Midnightsun CTF 2022 Quals | pelle's rotor supported arithmetic

#MidnightSunCTF_2022_Quals

#!/usr/bin/python3
from sys import stdin, stdout, exit
from flag import FLAG
from secrets import randbelow
from gmpy import next_prime

p = int(next_prime(randbelow(2**512)))
q = int(next_prime(randbelow(2**512)))
n = p * q
e = 65537

phi = (p - 1)*(q - 1)
d = int(pow(e, -1, phi))
d_len = len(str(d))

print("encrypted flag", pow(FLAG, 3331646268016923629, n))
stdout.flush()

ctr = 0
def oracle(c, i):
    global ctr
    if ctr > 10 * d_len // 9:
        print("Come on, that was already way too generous...")
        return
    ctr += 1
    rotor = lambda d, i: int(str(d)[i % d_len:] + str(d)[:i % d_len])
    return int(pow(c, rotor(d, i), n))

banner = lambda: stdout.write("""
Pelle's Rotor Supported Arithmetic Oracle
1) Query the oracle with a ciphertext and rotation value.
2) Exit.
""")

banner()
stdout.flush()

choices = {
    1: oracle,
    2: exit
}

while True:
    try:
        choice = stdin.readline()
        print("c:")
        stdout.flush()
        cipher = stdin.readline()
        print("rot:")
        stdout.flush()
        rotation = stdin.readline()
        print(choices.get(int(choice))(int(cipher), int(rotation)))
        stdout.flush()
    except Exception as e:
        stdout.write("%s\n" % e)
        stdout.flush()
        exit()

RSA で dに関するオラクルが得られる問題。
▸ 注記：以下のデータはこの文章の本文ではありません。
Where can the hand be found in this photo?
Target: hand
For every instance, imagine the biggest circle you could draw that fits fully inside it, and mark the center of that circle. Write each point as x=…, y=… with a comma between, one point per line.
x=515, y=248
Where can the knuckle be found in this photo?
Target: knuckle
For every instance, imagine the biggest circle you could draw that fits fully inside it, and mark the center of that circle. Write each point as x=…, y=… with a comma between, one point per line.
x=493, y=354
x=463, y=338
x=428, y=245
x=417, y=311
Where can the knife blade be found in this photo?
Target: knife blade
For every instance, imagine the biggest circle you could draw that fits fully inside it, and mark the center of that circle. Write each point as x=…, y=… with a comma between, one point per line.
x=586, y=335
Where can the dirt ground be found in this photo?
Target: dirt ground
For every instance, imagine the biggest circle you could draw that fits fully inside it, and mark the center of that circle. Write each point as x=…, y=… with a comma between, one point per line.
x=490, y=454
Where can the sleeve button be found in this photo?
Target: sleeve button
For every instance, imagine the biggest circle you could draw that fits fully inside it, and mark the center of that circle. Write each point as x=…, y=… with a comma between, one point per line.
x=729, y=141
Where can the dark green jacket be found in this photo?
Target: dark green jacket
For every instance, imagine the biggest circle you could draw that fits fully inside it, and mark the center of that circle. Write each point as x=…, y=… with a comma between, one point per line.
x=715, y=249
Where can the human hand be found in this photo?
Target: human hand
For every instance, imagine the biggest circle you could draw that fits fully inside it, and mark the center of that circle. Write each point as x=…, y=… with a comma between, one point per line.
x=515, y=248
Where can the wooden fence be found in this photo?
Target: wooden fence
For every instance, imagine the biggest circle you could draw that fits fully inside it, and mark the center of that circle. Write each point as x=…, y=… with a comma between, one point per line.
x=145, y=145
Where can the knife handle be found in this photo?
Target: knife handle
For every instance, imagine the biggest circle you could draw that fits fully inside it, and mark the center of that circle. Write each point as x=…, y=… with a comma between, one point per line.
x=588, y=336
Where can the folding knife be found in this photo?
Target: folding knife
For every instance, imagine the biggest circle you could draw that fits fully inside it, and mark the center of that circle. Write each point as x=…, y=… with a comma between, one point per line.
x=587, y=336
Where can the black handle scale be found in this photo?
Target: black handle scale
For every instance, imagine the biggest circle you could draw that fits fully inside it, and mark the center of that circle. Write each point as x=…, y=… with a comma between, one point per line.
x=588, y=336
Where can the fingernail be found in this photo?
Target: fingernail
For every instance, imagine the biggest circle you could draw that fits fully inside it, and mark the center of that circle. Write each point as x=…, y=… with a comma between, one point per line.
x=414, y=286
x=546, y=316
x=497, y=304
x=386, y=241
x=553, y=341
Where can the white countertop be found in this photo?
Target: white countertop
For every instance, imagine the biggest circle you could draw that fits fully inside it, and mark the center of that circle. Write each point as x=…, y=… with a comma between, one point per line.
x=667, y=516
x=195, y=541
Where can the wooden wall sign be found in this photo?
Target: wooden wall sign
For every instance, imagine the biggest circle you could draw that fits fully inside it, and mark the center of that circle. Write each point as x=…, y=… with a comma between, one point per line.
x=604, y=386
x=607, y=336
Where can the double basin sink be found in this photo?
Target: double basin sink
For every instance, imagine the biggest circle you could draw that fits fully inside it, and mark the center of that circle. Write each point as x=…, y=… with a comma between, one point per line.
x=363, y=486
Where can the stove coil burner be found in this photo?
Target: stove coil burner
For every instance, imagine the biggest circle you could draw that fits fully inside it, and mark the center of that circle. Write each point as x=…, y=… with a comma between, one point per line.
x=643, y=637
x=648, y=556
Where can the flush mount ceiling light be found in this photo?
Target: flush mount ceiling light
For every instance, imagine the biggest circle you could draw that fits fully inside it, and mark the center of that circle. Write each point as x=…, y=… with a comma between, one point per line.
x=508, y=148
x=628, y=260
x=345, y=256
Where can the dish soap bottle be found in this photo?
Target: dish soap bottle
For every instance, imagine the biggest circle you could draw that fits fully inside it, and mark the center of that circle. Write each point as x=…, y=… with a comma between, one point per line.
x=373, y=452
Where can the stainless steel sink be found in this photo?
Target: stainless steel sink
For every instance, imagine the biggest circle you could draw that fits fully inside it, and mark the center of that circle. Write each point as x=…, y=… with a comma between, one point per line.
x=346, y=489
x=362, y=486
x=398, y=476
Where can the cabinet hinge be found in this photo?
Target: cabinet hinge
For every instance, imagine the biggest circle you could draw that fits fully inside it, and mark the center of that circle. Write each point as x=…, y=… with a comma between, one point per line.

類題としてはTetCTF 2022 | faultとか、corCTF 2021 | dividing secretsとか

$c^{rot(d, 1)}$ を考えると、 $d$ の不明なdigitを $x$ 、 $d$ の桁数を $l$ として以下が成り立つから $x$ を全探索すればよい

$c^{rot(d, 1)} \equiv c^{10d} * c^{-(10^{l}x)} * c^{x} \mod n$

$c^{rot(d, i+1)} \equiv c^{rot(d, i)*10 - 10^lx + x} \mod n$

$n$ は適当に $-1$ を入れれば手に入る

$l$ は $c^{rot(d, 0)} = c^{rot(d, l}$ なる $l$ を探せば良い

$d$ がわかれはhow to factorize N given dとかでいくらでも

from ptrlib import Socket
from Crypto.Util.number import inverse

def factorize(N, e, d):
    from math import gcd
    import gmpy2

    k = d*e - 1
    t = k
    while t % 2 == 0:
        t //= 2

    g = 3
    while True:
        x = pow(g, t, N)
        if x > 1:
            y = gcd(x - 1, N)
            if y > 1:
                return y, N//y
        g = gmpy2.next_prime(g)

sock = Socket("localhost", 9999)

target = int(sock.recvlineafter("encrypted flag "))
sock.recvuntil("2) Exit.\n")

def oracle(c, r):
    sock.sendline("1")
    sock.sendlineafter("c:\n", str(c))
    sock.sendlineafter("rot:\n", str(r))

    return int(sock.recvline())

# find n
n = oracle(-1, 0) + 1

# find d_len
t = oracle(2, 0)
d_len = len(str(n))
while True:
    if oracle(2, d_len) == t:
        break
    d_len -= 1

# find d digit by digit
m = n // 2
c = pow(m, 65537, n)
oracles = [oracle(c, i) for i in range(d_len)]
oracles.append(oracles[0])

digits = 0
for i in range(len(oracles) - 1):
    
    for x in range(0, 10):
        s = pow(oracles[i], 10, n) * pow(c, x, n) * inverse(pow(c, 10**d_len * x, n), n) % n
        if s == oracles[i+1]:
            digits = 10 * digits + x
            break
    else:
        raise ValueError(f"not found at {i}")
assert pow(c, digits, n) == m

# factoring n
p, q = factorize(n, 65537, digits)
e = 3331646268016923629
d = pow(e, -1, (p-1)*(q-1))

m = pow(target, d, n)
print(int(m).to_bytes(100, "big"))